Starla pun beranjak duduk dan menatap kepergian suaminya dengan tersenyum tipis. Padahal keadaan dirinya sudah mulai membaik, tapi suaminya masih saja seperti itu.
"Mama kalau ada kegiatan pergi nggak papa, ada Vian kok di sini." Kata Starla yang langsung saja membuat Tasya menggelengkan kepalanya cepat.
"Mama akan di sini," jawab Tasya pelan.
"Keadaan kamu udah baik kan? Kalau ada yang sakit bilang." Tanya Tasya yang mungkin saja sudah lebih dari 3x setelah sampai di ruangan menantunya itu.
"Sudah baik kok ma, kata dokter harus lebih banyak istirahat aja. Ini juga seharusnya udah boleh pulang tapi Vian menyarankan untuk infus selama beberapa hari." Jawab Starla yang langsung saja membuat Tasya menganggukkan kepalanya pelan.
"Mama kesal saat kamu begini, kenapa juga belum ada pendonor yang cocok." Kata Tasya yang langsung saja membuat Starla terdiam.
"Tidak apa-apa ma, ini juga nggak parah kan." Balas Starla yang tentu saja membuat Tasya kesal saat mendengarnya.

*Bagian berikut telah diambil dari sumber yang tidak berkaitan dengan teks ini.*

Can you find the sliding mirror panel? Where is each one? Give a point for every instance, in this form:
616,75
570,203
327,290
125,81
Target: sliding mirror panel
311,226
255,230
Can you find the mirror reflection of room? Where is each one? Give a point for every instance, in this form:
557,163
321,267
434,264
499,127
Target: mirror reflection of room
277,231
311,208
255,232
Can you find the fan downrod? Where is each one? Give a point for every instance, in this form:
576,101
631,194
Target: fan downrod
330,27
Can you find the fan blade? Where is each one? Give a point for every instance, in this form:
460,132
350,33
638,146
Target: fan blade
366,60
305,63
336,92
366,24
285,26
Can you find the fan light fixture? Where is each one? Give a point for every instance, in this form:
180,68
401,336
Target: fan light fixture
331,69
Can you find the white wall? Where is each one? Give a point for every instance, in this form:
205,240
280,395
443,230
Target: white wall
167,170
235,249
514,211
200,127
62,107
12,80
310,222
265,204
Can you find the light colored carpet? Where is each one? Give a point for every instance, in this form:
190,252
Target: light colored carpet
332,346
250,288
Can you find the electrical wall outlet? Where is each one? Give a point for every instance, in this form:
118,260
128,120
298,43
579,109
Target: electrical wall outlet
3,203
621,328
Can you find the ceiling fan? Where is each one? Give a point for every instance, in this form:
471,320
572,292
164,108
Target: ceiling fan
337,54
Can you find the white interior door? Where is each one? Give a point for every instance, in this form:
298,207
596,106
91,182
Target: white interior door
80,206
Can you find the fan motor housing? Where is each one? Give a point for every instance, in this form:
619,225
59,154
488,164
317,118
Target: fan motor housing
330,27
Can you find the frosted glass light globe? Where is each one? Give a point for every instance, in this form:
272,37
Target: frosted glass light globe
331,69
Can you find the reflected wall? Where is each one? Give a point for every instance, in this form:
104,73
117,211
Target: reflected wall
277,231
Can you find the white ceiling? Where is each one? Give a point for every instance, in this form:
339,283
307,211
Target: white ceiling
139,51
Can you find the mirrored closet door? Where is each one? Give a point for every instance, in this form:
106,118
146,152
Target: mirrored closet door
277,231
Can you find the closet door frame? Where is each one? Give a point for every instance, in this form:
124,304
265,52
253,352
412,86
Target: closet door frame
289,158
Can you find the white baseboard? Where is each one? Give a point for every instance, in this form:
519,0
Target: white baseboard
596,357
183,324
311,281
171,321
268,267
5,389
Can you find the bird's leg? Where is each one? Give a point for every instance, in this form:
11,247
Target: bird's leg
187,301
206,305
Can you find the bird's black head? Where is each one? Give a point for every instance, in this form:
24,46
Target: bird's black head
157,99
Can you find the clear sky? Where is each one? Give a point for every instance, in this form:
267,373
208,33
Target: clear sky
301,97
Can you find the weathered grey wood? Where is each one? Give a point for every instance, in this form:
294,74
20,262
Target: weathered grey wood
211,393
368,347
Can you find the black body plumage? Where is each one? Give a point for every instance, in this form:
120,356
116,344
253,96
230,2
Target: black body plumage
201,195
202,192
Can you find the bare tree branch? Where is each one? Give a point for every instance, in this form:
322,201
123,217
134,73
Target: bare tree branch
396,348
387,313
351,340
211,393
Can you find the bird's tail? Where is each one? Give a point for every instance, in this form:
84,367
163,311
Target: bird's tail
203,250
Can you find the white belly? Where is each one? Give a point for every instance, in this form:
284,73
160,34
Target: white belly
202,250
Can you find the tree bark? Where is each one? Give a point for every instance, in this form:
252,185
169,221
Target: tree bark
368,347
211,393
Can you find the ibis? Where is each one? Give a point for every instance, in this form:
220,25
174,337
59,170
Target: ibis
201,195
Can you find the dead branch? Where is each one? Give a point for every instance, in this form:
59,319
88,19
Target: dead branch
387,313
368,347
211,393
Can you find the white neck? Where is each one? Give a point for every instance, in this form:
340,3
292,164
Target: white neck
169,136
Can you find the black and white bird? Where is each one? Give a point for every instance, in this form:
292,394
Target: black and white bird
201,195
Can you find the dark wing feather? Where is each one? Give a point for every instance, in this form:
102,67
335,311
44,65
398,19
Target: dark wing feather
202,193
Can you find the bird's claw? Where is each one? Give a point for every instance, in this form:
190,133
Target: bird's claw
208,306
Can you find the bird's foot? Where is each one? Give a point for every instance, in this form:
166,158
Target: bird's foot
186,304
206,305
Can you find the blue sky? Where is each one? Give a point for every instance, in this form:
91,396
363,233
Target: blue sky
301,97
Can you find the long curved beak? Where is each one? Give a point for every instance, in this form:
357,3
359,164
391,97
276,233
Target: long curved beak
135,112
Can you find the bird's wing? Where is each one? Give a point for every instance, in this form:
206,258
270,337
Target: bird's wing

"Kamu ini, kemarin hampir saja lewat masih bilang seperti itu." Kesal Tasya yang langsung saja membuat Starla tersenyum tipis.
Mau bagaimanapun dulu, Starla benar-benar sangat bersyukur karena bertemu Gibran dan juga keluarganya. Mereka benar-benar sangat baik padanya.